In Italo Calvino's novel, Invisible Cities, a world traveler named Marco Polo describes the cities of a vast but crumbling empire to its ruler, Kublai Khan. Over time, the intricate descriptions of the cities begin to overlap until the khan slowly realizes that his appointed traveler has been describing the same city, an imagined city, over and over, in fragments -- each vignette exposing another perspective, unveiling yet another city, where death mirrors life and cities are named after Italian women. Each city is suspended between reality and imagination, structured on a set of absurd rules, reminding the reader that a city can only be absorbed through short glances, each glance anchored to an object, a story, or a memory.

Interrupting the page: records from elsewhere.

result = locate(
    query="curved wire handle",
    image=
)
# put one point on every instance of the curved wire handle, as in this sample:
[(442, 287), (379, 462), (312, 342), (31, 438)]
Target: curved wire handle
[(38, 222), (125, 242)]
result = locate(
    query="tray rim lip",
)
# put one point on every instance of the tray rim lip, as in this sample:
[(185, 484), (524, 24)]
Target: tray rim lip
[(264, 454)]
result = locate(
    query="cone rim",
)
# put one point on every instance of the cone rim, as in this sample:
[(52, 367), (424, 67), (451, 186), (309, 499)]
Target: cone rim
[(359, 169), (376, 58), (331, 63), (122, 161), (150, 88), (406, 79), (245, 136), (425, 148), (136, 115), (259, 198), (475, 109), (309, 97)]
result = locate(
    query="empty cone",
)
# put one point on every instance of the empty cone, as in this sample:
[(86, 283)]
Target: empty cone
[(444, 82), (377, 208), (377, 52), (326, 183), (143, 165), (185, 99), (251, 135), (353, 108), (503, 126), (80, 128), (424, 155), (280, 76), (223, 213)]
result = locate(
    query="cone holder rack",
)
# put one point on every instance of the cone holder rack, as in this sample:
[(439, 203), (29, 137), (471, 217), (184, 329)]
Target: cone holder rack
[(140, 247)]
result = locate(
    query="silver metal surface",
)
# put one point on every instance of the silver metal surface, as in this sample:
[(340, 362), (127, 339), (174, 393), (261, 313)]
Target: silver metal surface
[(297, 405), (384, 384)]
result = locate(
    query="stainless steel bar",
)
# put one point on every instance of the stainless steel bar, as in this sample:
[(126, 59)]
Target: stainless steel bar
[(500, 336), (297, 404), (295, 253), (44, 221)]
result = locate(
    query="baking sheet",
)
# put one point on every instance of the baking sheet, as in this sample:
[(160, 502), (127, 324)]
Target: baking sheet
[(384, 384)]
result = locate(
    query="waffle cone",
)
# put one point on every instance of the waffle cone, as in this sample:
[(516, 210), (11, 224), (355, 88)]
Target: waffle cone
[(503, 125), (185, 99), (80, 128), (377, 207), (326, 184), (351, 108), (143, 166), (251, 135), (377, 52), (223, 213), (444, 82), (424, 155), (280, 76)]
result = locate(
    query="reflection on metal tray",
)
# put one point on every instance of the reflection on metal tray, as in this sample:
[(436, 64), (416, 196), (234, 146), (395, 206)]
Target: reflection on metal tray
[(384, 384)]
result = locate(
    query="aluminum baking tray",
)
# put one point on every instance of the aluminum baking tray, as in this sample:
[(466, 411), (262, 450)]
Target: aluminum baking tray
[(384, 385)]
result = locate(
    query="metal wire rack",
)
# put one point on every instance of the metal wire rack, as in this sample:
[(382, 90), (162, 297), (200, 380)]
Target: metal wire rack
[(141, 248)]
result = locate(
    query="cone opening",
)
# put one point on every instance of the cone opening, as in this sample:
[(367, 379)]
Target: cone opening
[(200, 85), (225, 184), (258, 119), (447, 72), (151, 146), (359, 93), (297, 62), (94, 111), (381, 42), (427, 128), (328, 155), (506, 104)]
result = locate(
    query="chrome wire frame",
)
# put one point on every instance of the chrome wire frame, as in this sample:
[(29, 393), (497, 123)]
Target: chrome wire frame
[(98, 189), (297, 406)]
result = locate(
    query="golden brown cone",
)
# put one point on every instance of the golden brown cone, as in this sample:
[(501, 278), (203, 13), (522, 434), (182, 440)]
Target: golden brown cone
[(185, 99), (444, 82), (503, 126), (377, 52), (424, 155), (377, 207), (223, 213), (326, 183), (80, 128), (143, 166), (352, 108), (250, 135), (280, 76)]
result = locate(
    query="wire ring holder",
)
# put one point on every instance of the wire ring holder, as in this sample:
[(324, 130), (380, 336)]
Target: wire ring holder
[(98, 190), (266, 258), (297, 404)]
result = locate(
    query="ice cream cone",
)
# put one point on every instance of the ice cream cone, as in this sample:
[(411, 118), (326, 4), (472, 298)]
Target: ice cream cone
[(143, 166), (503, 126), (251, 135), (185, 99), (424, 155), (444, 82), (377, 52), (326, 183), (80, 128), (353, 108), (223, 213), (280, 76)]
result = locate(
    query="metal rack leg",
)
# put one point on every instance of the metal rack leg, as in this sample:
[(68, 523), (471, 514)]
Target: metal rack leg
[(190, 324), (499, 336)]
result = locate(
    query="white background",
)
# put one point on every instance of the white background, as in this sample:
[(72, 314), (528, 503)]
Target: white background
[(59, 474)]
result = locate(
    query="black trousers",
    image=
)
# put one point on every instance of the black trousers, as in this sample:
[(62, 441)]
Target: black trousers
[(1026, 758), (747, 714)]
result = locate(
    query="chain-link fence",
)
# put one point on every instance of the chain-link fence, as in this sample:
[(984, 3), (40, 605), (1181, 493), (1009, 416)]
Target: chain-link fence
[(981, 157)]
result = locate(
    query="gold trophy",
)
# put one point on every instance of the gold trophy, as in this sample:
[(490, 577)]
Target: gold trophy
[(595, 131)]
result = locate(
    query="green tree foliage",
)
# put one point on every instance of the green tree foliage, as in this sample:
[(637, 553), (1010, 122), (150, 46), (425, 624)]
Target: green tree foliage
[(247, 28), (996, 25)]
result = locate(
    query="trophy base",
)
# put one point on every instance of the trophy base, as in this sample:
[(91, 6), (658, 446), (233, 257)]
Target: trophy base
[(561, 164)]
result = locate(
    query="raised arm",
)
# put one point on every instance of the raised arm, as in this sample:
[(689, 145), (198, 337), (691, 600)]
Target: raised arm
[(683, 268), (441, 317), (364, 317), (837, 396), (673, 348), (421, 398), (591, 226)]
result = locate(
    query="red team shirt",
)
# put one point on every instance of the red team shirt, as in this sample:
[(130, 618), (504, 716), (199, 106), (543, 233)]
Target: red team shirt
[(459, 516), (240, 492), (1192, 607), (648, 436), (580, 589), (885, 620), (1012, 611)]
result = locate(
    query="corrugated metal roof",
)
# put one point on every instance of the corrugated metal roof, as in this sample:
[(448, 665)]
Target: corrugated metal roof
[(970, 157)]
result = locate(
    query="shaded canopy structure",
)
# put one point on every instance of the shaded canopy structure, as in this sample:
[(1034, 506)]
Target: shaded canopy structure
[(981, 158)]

I've been reading and rereading Invisible Cities for over a decade. Before the Syrian revolution, Calvino's poetics were safely rooted in the realm of fiction. When I recently picked it up to look for a quote, I began to read it once more -- this time sneaking a few pages at a time between my daily intake of endless streams of gruesome images emerging from our all-too-real Syrian cities. For the first time, Calvino's words detached from fantasy; Syria's cities became embedded within the lines of the Invisible Cities. I listened, along with Kublai Khan, to Marco Polo's narrations and tried to understand how cities become invisible.
Watching death has become a pastime of the revolution. There is much to learn from it. Death is sudden; it is shorter than a short YouTube clip. Death is a man wrapped in his shroud, bloodied gauze strips tied around his head, cotton stuffed in his nostrils, and the bluish-gray tinge of his skin. Death is the camera panning over mass graves where children's bodies are arranged in long, perfect lines, then covered with rust-colored dirt. The death of Syrians accumulated so fast it seems impossible to comprehend over 40,000 lives lost in less than two years.
But the death of a city is different. It is slow -- each neighborhood's death is documented bomb by bomb, shell by shell, stone by fallen stone. Witnessing the deaths of your cities is unbearable. Unlike the news of dead people -- which arrives too late, always after the fact -- the death of a city seems as if it can be halted, that the city can be saved from the clutches of destruction. But it is an illusion: The once-vibrant cities cannot be saved, so you watch, helpless, as they become ruins.
Ruins are sold to us as romantic and poetic. As tourists wandering ancient sites, cameras dangling from our necks and guidebooks in hand, we seek beauty in the swirling dust over the remains of a dead civilization. We imagine what is was like then, before empires decayed and living objects became historical artifacts. But that kind of romanticism is only afforded with the distance of time and geography. In war, ruins-in-the-making are not beautiful, not vessels of meaningful lessons, not a fanciful setting for philosophical contemplations on the follies of men. When you witness it live, when it is real, and when it happens to your city, it becomes another story altogether.